When Baxendale’s research was published in February this year, she faced an online backlash. “It has been quite distressing,” she says. “I’ve been called a eugenicist, an anti-trans activist, and I’m not even on social media.”

Baxendale would do more research in the area were it not for the abuse she’s received since publication. “I would like to look at this again, but I would be quite wary of bringing other people onto the team early in their careers, because I wouldn’t want them to be associated with the accusations of bigotry and transphobia.”

Her academic colleagues were quietly supportive. “Lots of people reached out and had stories, said ‘I’m very concerned’, but none of them would go public and say that – because they see what happens when you do,” she says.

“I can see how younger researchers would run a mile from this. It’s really really unpleasant… when all you’ve done is write a paper to help the people they say you want to harm. That will really put people off doing research, and that’s what’s so desperately needed.”

With the publication of the landmark review into gender-identity services for young people by Dr Hilary Cass this week, Baxendale is vindicated, as are the other academics who have gone against what was prevailing wisdom on the treatment of young people seeking gender reassignment.

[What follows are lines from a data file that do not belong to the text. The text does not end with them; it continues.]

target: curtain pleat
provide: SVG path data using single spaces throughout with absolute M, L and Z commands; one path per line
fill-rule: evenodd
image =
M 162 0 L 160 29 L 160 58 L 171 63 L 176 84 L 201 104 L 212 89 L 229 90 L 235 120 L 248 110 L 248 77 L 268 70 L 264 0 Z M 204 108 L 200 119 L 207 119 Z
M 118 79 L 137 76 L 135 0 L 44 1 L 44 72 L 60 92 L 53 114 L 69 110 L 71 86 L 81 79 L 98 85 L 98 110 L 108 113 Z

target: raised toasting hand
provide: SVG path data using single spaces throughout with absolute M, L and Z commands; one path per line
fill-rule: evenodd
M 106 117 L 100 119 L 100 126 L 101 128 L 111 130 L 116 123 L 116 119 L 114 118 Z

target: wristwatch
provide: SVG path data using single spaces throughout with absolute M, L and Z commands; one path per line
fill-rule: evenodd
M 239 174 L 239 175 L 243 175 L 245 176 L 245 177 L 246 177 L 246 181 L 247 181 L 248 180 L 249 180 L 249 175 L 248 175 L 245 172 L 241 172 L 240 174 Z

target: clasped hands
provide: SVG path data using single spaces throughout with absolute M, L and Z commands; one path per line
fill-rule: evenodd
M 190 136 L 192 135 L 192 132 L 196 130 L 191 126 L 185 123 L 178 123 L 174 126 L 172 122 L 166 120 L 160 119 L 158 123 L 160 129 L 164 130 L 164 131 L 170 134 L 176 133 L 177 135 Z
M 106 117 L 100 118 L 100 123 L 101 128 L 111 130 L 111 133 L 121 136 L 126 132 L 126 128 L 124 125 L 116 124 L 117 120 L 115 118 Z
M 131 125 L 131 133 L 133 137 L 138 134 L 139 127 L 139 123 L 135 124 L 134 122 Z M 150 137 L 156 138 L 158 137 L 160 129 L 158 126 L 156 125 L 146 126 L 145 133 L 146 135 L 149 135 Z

The review concluded that the current treatment pathway for gender dysphoric young people is based on “remarkably weak evidence”. Its findings have led to a decision by NHS England to stop prescribing puberty blockers outside of clinical trials, but they remain available off-label via private prescriptions at non-NHS gender clinics.

The now-defunct Gender Identity Development Service (GIDS) at the Tavistock and Portman NHS Foundation Trust began prescribing puberty blockers to children as young as 12 on a trial basis in 2011.

In 2014, access to the drugs shifted from research-only to being available in general clinical practice, and GIDS lowered the prescription age from 16 to 11 – despite its own research finding they do not improve psychological wellbeing for distressed children as previously claimed. The clinic’s director praised them on a CBBC programme, saying: “The good thing is, if you stop the injections, it’s like pressing a start button and the body just carries on developing,” despite concerns about irreversibility.

Baxendale hopes the Cass Review is a step in the right direction. “It was really clear that research needs to be embedded into the new services,” she says. “These people deserve the same as everybody else: evidence-based care. When any group becomes exceptional and the rules start to not apply – that’s when medicine goes off the rails.”